Apartheid Story From The Inside

FILM: REVIEW

October 5, 1989

`A DRY WHITE SEASON'' is a newsmaking movie for more than one reason. It's one of the rare films to deal with the painful (and uncommercial) subject of racial oppression. It also marks the first screen appearance of Marlon Brando since 1980. And it's the first picture on apartheid in South Africa to be directed by a black filmmaker: Euzhan Palcy, a native of Martinique, whose first movie, ``Sugar Cane Alley,'' was an international success. The story takes place in 1976, during the early days of the Soweto Uprising against the apartheid system. The main character (Donald Sutherland) is a white schoolteacher who has never questioned the social and political arrangements of his country. He and his family live in a placid area of Johannesburg, and it hasn't really occurred to him that serious evils might be brewing in the way people live and work all around him.

His apathy changes abruptly when a young boy he knows - the son of his gardener - gets involved in a demonstration against the failings of the school system in Soweto, a black township where many of Johannesburg's black workers live. Police attack the demonstrators, and later both the gardener and his son die while in police custody.

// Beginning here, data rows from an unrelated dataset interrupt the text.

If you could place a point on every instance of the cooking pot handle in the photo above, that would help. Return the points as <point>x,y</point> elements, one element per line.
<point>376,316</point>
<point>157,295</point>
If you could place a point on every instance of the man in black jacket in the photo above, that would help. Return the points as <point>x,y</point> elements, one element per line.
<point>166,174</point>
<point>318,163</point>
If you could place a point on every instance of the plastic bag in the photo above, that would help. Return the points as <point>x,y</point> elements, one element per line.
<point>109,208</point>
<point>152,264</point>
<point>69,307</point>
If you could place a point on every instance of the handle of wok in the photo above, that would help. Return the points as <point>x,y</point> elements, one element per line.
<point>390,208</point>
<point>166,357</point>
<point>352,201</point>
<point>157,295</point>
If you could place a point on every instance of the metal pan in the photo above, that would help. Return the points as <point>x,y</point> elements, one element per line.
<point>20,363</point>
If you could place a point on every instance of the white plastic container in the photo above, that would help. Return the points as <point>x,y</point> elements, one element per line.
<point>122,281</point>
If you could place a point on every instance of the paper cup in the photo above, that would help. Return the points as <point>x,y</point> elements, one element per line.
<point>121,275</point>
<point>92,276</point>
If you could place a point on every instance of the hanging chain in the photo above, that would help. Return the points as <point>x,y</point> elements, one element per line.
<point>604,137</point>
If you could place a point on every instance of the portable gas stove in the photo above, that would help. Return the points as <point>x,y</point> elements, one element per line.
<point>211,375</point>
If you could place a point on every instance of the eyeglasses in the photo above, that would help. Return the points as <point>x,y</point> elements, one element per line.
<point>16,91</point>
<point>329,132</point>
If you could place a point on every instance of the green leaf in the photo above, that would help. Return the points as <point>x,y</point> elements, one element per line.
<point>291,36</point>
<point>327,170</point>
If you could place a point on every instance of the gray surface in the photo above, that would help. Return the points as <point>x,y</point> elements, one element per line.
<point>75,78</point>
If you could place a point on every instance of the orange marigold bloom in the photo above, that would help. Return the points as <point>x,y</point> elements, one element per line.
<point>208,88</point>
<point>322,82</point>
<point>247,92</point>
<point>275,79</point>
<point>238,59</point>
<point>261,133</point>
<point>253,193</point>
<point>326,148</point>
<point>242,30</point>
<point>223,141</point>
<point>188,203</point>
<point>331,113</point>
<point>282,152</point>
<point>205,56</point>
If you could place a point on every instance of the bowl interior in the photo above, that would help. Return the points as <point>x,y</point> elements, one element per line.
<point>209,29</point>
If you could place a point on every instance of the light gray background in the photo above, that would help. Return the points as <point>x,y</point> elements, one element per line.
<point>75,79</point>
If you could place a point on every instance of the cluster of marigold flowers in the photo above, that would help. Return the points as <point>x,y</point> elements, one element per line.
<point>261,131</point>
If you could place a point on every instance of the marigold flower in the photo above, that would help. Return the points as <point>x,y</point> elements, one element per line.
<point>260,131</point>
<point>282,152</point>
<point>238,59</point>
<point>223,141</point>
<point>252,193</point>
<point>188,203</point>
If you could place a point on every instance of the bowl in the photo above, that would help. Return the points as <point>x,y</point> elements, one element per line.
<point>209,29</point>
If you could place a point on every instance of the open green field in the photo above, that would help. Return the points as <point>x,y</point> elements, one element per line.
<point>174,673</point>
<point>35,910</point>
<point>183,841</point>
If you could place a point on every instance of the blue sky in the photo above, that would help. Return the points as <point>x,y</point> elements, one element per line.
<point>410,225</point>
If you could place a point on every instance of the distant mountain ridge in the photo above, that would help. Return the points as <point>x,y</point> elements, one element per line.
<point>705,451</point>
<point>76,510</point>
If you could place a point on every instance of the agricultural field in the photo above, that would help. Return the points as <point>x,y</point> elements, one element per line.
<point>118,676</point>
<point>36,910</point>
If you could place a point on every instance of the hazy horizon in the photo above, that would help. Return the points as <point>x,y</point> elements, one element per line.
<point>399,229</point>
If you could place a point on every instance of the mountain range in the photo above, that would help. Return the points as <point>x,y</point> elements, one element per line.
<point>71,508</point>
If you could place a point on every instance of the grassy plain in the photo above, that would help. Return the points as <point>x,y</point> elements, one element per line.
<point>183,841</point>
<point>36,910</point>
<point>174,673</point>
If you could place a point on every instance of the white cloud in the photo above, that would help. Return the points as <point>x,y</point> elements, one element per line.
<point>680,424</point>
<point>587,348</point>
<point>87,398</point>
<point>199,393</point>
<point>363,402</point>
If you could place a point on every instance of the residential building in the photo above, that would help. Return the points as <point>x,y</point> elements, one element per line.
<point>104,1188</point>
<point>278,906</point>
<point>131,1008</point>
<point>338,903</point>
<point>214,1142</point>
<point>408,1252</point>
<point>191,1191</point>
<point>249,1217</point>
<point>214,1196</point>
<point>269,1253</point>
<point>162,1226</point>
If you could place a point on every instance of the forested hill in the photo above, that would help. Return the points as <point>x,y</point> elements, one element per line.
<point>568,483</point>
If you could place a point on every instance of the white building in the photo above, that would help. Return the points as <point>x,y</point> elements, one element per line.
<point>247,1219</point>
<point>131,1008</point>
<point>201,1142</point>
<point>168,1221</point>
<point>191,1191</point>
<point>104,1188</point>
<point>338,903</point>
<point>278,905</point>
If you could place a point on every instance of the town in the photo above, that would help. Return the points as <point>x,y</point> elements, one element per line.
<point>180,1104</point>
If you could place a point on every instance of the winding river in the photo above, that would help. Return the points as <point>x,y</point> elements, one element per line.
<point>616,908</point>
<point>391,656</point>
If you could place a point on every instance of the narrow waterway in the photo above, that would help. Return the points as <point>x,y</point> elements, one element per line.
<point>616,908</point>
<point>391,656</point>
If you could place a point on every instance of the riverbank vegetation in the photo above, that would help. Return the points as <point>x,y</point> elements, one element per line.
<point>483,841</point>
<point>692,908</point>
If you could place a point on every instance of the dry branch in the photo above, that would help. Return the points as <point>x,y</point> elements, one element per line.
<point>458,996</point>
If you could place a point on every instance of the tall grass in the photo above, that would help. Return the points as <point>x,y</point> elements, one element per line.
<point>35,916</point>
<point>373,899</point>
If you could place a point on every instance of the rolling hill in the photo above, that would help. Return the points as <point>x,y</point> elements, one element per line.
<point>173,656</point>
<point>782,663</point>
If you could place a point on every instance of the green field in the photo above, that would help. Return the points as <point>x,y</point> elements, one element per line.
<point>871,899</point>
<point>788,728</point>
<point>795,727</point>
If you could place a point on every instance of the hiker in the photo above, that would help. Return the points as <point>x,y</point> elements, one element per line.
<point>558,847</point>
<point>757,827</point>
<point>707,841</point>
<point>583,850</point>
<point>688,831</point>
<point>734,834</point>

The teacher determines to find out what happened to them, and in the process he's radicalized in ways he never would have imagined possible.

This is a powerful story, and at moments it really comes alive. One of these times is when the hero goes to a white, liberal attorney (Mr. Brando) for help in his crusade, and the lawyer - overcoming his own cynicism about improvement in South Africa - makes a forceful case against the injustice of government policy. The screenplay, by Colin Welland and director Palcy, also makes an effort to give a balanced view of ordinary whites. It doesn't declare them uninvolved in the pernicious racism of their country's system, but it refrains from blaming them (as opposed to the people who enforce the system) for every murderous twist of apartheid.

``A Dry White Season'' tries very hard to attack apartheid in an intelligent, hard-hitting way, but it too fails to reach the level of audience involvement it seeks. The story is so neatly constructed that it seems more like a lesson plan than a slice of life. Mr. Sutherland's performance as the hero is too cautious and methodical. And while Brando is spectacular as the cynical lawyer, he's only in the picture for about 10 minutes.